Please note that not all data breaches are considered to be breaches of unsecured PHI under HIPAA. Under HIPAA, the term breach is defined as: “The acquisition, access, use, or disclosure of protected health information in a manner not permitted under the HIPAA Privacy Rule which compromises the security or privacy of the protected health information.”
If a breach does not involve a covered entity’s acquiring, accessing, using, or disclosing PHI, thre is no breach to speak of. For example: A malware attack occurs at a federal agency that the covered entity is required to report healthcare data to. The attack occurs after the data has been reported. The attack is on the federal agency’s information systems storing the data. The covered entity does not have a business associate that is in any way responsible for or associated with the attack.

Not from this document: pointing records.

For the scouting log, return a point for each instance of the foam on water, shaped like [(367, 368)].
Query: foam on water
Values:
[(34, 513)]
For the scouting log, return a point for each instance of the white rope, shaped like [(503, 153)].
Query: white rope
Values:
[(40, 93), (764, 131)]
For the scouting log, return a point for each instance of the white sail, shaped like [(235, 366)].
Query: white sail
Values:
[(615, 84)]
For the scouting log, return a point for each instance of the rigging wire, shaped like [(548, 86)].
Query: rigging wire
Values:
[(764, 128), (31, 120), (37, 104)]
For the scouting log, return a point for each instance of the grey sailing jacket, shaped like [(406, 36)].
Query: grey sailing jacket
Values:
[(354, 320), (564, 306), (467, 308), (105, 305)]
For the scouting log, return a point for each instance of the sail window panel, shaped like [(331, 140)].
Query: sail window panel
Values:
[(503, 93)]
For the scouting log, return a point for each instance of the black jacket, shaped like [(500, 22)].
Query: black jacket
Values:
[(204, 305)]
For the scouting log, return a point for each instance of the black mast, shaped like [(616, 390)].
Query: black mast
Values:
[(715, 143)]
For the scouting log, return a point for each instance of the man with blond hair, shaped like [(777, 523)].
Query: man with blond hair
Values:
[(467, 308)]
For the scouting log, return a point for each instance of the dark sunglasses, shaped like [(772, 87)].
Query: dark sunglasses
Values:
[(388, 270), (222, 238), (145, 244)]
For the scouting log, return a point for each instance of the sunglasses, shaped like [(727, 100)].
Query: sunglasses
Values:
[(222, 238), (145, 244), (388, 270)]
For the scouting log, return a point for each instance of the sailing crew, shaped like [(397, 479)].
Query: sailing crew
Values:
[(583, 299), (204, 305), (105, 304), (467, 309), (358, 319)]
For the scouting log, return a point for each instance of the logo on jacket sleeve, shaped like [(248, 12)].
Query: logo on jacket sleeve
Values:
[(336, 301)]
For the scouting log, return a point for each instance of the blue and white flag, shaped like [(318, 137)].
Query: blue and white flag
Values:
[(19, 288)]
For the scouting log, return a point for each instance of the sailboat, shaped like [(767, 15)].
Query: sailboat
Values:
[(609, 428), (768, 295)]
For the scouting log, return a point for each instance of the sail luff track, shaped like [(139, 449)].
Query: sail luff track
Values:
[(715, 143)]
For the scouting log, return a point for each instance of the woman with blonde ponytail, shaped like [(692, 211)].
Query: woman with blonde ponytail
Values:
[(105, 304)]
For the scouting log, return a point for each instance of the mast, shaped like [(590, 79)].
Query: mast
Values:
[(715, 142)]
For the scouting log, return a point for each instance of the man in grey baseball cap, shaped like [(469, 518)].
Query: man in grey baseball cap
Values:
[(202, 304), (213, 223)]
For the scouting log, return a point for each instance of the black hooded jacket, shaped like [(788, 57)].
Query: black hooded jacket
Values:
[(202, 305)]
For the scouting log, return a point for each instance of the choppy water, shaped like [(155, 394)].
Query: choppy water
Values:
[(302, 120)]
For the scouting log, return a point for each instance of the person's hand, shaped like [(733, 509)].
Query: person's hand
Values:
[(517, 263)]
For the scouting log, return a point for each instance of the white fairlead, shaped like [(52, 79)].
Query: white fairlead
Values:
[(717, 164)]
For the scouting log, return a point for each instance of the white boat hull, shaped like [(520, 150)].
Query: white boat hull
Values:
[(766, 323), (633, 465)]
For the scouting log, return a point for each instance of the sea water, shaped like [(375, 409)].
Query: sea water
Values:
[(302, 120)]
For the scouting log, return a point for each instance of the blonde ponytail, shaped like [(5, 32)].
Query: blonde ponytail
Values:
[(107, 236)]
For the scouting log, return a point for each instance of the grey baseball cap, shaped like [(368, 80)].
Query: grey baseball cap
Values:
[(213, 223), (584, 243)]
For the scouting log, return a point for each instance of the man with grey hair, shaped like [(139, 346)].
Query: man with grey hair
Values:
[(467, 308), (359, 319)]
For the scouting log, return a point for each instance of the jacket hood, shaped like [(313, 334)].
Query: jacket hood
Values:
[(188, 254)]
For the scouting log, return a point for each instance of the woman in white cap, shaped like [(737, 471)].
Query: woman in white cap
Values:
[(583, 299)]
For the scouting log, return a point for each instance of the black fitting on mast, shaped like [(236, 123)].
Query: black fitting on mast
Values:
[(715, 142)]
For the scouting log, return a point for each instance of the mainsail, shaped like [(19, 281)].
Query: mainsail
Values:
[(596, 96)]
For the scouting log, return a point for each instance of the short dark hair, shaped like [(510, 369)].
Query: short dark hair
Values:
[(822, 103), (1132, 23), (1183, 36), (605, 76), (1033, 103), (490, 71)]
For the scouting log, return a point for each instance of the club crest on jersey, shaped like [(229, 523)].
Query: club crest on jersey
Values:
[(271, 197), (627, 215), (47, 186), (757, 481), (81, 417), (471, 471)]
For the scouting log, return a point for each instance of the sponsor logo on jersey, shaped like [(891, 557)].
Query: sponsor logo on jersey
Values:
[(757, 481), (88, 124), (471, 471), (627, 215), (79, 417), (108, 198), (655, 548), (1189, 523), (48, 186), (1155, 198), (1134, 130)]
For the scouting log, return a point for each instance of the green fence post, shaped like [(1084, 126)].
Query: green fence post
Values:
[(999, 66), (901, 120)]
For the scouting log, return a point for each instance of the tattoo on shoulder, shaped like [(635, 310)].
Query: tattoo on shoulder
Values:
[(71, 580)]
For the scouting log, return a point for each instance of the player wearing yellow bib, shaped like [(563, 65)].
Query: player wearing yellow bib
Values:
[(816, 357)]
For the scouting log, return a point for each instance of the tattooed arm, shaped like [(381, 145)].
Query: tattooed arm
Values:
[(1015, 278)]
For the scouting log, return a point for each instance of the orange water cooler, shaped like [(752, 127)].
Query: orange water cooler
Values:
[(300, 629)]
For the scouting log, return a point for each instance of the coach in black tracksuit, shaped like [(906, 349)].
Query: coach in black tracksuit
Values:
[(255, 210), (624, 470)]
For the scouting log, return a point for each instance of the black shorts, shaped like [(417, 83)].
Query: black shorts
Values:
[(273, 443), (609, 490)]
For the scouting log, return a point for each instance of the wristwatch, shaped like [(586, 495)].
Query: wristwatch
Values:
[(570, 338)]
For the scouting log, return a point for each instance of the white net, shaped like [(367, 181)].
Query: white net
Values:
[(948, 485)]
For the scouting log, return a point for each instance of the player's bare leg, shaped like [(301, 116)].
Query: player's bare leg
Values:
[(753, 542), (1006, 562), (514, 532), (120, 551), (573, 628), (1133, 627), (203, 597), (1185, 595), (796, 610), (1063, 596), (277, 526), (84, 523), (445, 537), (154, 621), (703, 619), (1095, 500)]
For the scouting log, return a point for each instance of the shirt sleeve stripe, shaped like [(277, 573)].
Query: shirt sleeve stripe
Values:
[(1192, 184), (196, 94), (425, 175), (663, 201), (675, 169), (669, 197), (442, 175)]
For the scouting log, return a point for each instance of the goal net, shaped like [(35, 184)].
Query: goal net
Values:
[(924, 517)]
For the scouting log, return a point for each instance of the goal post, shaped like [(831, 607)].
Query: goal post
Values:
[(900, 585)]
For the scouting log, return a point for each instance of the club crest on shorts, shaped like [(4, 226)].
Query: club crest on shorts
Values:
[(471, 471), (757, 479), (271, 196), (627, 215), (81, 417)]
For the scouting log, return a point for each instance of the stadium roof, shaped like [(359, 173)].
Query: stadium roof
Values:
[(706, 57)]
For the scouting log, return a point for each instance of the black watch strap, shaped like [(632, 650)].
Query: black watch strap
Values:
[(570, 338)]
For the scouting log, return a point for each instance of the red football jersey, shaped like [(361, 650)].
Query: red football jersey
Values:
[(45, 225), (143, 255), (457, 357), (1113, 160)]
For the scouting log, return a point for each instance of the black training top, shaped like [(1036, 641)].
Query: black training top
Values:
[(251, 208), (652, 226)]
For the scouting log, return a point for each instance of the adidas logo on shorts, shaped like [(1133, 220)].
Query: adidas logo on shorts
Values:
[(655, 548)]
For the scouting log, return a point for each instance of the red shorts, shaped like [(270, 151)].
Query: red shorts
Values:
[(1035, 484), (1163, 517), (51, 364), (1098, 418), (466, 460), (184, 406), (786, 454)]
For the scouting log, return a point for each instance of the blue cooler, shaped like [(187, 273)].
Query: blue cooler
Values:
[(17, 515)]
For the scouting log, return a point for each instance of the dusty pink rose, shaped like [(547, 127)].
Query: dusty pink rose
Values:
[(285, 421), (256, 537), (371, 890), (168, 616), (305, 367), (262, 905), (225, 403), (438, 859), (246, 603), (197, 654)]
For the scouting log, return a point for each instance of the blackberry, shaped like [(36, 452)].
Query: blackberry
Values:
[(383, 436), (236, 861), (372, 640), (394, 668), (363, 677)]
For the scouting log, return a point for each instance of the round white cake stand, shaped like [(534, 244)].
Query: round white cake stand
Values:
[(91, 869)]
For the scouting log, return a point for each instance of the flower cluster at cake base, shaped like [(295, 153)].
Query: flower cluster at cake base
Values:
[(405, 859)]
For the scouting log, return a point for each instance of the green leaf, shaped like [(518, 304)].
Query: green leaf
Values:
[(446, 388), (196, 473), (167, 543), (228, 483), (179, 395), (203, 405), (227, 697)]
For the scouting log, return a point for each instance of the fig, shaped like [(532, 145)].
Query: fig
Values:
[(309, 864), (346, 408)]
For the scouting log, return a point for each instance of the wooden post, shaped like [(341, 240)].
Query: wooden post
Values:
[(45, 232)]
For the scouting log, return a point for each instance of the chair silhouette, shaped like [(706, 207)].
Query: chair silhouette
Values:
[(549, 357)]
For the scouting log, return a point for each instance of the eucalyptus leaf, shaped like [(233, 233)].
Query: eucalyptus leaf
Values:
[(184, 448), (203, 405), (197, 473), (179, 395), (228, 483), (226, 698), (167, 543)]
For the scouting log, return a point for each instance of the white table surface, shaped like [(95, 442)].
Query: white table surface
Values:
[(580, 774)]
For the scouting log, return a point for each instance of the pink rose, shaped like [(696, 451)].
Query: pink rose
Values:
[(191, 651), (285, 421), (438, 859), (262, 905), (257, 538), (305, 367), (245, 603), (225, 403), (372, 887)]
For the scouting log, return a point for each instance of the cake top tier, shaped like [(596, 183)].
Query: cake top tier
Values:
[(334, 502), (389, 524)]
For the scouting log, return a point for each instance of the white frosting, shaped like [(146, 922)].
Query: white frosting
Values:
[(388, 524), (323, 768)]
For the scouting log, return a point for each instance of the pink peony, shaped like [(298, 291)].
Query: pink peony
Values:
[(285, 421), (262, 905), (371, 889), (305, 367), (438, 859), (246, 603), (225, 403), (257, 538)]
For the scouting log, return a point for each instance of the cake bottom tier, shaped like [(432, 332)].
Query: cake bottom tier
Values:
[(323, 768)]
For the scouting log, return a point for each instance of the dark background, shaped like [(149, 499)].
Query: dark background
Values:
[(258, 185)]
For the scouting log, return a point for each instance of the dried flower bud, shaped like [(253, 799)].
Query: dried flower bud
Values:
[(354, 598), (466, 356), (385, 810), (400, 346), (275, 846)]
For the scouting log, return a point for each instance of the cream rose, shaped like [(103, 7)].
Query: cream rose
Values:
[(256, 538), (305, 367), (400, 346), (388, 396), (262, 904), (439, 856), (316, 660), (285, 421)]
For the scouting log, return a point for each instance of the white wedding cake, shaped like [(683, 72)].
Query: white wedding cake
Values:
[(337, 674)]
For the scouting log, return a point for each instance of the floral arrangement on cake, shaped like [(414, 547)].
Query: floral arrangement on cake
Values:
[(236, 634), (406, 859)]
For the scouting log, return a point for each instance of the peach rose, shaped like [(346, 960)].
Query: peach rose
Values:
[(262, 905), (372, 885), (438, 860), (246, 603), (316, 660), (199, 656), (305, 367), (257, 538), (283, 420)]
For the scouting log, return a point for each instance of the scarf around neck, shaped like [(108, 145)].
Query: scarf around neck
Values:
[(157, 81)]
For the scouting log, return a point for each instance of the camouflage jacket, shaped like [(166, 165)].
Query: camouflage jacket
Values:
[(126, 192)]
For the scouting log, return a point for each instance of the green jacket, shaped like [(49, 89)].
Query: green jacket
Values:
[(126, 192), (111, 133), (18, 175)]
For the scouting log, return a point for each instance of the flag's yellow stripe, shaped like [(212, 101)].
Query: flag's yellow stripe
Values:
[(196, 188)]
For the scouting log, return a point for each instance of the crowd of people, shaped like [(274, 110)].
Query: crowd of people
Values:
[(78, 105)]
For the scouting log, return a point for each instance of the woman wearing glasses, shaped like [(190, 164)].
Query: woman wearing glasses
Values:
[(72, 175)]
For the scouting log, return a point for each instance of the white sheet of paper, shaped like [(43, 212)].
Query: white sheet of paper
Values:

This situation does not constitute a breach that the covered entity must report under the HIPAA law or regulations. Why? The covered entity did not acquire, use, or disclose PHI. The breach was sustained by the agency, and no business associate of the covered entity played any role in the breach’s occurrence.
Under such facts, the data breach is not a breach of unsecured PHI. As such it need not be reported by a covered entity under HIPAA. HIPAA does not require the covered entity to report the breach to patients, HHS, or the media, or to anyone else. Another law might. HIPAA does not. A covered entity may inform patients of the breach, if after discussion with legal counsel it is determined that there is a legal requirement or other valid reason to do so. To repeat, though, HIPAA does not require the covered entity to report the breach - that is, to notify patients, HHS, or the media of the breach.